Il ne justifie cependant d’aucune violation du respect dû à son ‘uvre.

La cour constate que si le générique du film documentaire KASSAV’, UNE HISTOIRE produit par la société Camera One Télévision et diffusé à la télévision le 28 juin 2019 mentionne le documentaire KASSAV’LE ZOUC, UN SACRE’ ME’DICAMENT, il ne fait pas état de M. [K] comme réalisateur de celui-ci, ce qui constitue une violation de son droit de paternité.

Au regard des éléments du débat, le préjudice subi par M. [K] causé par cette violation sera entièrement indemnisé par l’octroi d’une somme de 2 000 euros au paiement de laquelle les sociétés Camera One Télévision et France Télévisions seront condamnées in solidum.

Il ne sera pas fait droit à la demande d’interdiction sollicitée par M. [K] qui apparaît disproportionnée au regard de la seule violation constatée du droit de paternité.

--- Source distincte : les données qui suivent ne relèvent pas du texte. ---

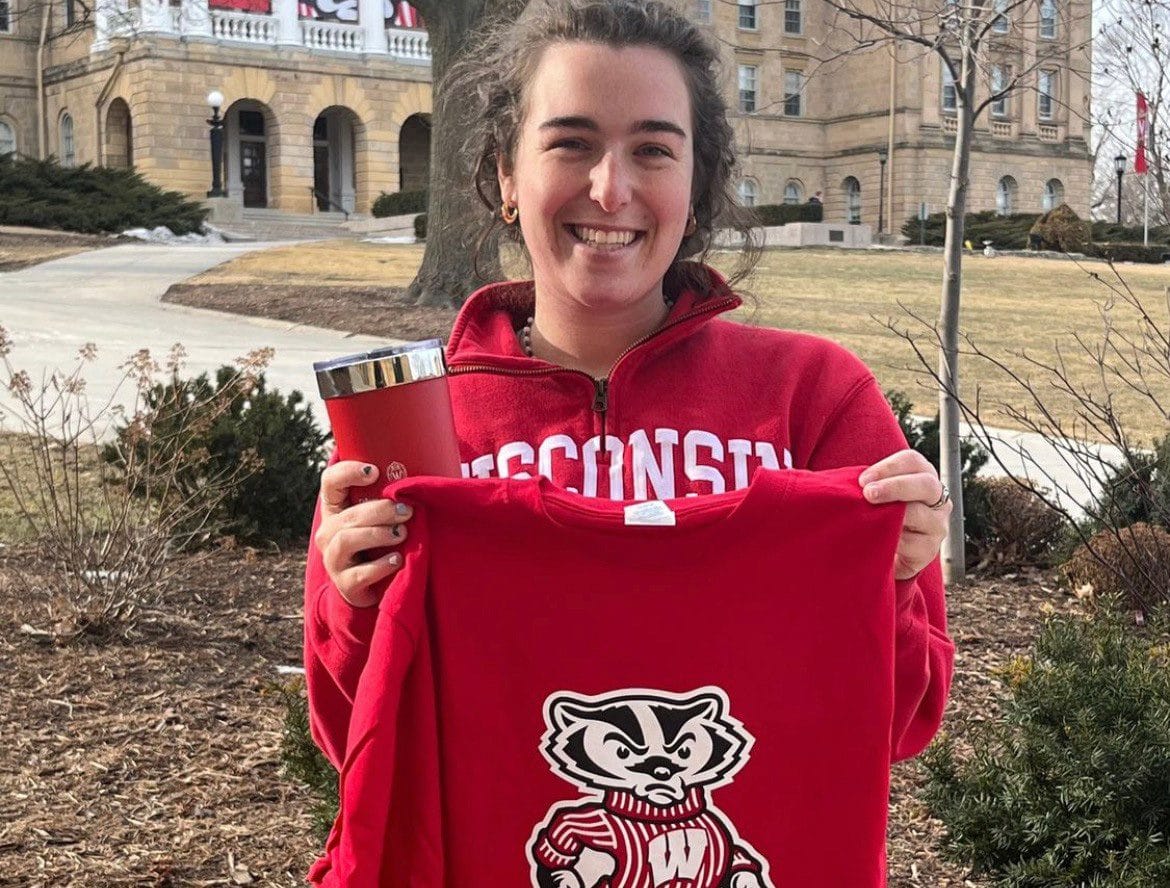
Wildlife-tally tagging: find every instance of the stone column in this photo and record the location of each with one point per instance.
(373, 20)
(288, 31)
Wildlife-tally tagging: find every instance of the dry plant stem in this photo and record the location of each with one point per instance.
(1136, 360)
(108, 529)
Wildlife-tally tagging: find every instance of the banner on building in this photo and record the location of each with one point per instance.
(262, 7)
(1143, 131)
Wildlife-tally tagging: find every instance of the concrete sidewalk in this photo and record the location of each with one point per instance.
(112, 297)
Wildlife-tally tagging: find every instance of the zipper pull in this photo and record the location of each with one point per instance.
(601, 399)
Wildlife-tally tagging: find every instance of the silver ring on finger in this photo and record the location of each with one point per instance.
(943, 497)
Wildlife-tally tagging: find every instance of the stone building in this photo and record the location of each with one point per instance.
(327, 103)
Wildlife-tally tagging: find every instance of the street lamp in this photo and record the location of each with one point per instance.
(1119, 164)
(215, 100)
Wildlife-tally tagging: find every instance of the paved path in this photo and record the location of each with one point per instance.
(112, 297)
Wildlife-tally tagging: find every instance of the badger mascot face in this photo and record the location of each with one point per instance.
(653, 745)
(646, 762)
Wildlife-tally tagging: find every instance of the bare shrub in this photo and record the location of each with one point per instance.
(1130, 565)
(1020, 530)
(102, 534)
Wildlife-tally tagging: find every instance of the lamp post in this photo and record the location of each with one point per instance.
(215, 100)
(1119, 164)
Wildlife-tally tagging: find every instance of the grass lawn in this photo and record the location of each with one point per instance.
(1010, 304)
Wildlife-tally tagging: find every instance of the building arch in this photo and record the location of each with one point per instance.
(8, 142)
(1053, 194)
(852, 188)
(749, 192)
(414, 152)
(1006, 191)
(67, 140)
(250, 153)
(341, 159)
(119, 146)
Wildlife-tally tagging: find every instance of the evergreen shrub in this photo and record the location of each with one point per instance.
(785, 213)
(399, 202)
(1068, 786)
(275, 502)
(46, 194)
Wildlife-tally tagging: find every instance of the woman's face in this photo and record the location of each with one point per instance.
(603, 173)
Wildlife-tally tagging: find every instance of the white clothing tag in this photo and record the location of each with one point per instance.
(651, 514)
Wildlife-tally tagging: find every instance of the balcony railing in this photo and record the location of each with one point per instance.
(282, 27)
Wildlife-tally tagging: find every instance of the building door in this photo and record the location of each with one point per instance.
(253, 173)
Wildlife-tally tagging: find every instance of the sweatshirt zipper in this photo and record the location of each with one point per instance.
(600, 386)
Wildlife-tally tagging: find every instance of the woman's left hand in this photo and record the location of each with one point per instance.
(908, 477)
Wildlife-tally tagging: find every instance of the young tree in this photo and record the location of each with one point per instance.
(454, 214)
(969, 36)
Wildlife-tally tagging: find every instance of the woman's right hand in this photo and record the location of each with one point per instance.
(348, 530)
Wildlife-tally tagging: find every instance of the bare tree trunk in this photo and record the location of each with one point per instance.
(454, 213)
(950, 461)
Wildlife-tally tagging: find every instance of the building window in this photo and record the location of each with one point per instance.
(1005, 195)
(748, 74)
(1048, 19)
(748, 192)
(792, 16)
(68, 157)
(793, 90)
(748, 14)
(853, 200)
(1053, 194)
(999, 76)
(1046, 93)
(1000, 25)
(950, 95)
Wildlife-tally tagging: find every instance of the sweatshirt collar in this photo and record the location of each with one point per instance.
(630, 805)
(484, 331)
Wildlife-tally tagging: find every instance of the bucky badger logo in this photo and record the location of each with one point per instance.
(647, 761)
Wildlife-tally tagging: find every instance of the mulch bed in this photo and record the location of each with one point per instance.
(156, 762)
(371, 310)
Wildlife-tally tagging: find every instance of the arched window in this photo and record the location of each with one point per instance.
(68, 156)
(1005, 195)
(852, 200)
(748, 192)
(1053, 194)
(7, 138)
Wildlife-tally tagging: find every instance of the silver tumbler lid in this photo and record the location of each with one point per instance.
(380, 369)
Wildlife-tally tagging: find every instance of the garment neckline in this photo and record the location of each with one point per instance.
(607, 517)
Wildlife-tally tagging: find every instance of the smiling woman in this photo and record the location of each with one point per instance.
(600, 142)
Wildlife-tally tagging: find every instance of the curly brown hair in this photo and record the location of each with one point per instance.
(501, 60)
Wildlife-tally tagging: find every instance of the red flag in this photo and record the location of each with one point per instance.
(1143, 129)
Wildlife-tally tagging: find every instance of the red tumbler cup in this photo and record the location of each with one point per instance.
(391, 407)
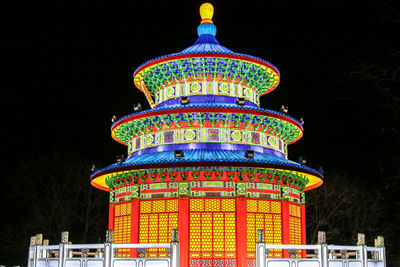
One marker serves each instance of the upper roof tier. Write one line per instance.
(206, 60)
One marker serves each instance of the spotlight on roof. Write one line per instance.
(249, 154)
(137, 107)
(94, 168)
(120, 158)
(284, 109)
(240, 101)
(185, 100)
(179, 153)
(302, 160)
(321, 170)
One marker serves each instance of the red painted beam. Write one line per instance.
(183, 226)
(135, 205)
(241, 232)
(285, 226)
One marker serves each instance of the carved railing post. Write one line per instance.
(174, 249)
(108, 249)
(260, 249)
(62, 252)
(45, 252)
(32, 255)
(323, 251)
(363, 256)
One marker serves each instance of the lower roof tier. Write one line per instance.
(206, 158)
(207, 115)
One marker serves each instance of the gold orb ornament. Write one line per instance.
(206, 12)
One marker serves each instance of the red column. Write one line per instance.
(183, 226)
(241, 231)
(303, 228)
(111, 211)
(285, 226)
(135, 205)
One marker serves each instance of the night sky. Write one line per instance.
(68, 65)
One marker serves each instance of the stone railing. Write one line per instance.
(321, 254)
(65, 254)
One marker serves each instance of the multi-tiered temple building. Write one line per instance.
(206, 159)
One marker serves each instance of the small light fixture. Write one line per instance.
(179, 153)
(120, 158)
(185, 100)
(302, 160)
(94, 168)
(240, 101)
(137, 107)
(249, 154)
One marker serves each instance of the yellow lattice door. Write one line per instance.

La société Camera One Télévision sera cependant condamnée à garantir la société France Télévisions de cette condamnation au regard de ses engagements contractuels.

Sur la demande incidente en procédure abusive, les frais et dépens

Le sens de l’arrêt conduit à rejeter la demande reconventionnelle de la société Camera One Télévision sur le fondement de l’abus de procédure.

Les condamnations prononcées par le jugement au titre des dépens et au titre de l’article 700 du code de procédure civile seront infirmées.

Chaque partie conservera à sa charge les dépens qu’elle a engagés pour la procédure de première instance et d’appel et l’équité ne commandant pas qu’il soit fait application des dispositions de l’article 700 du code de procédure civile, les demandes des parties sur ce fondement seront rejetées.

PAR CES MOTIFS

La cour, statuant dans les limites de l’appel et des appels incidents,

Infirme le jugement sauf en ce qu’il a débouté la société Camera One Télévision de sa demande reconventionnelle en procédure abusive,

Y substituant et y ajoutant,

Dit recevables les demandes de M. [K] fondées sur les droits voisins mais les rejette,

Déboute M. [K] de ses demandes relatives à des droits d’auteur sur les rushes images de la tournée du groupe Kassav filmées en 1987/1988,

Déboute M. [K] de ses demandes relatives au droit patrimonial de l’auteur sur le documentaire KASSAV’LE ZOUC, UN SACRE’ ME’DICAMENT,

Condamne in solidum la société Camera One Télévision et la société France Télévisions à verser à M. [K] la somme de de 2 000 euros au titre de la violation de son droit de paternité sur l”uvre KASSAV’LE ZOUC, UN SACRE’ ME’DICAMENT,

Dit que la société Camera One Télévision devra garantie à la société France Télévisions du paiement de cette condamnation,

Dit n’y avoir lieu à condamnation sur le fondement de l’article 700 du code de procédure civile,

Dit que chaque partie conservera à sa charge les dépens qu’elle a engagés en première instance et en appel.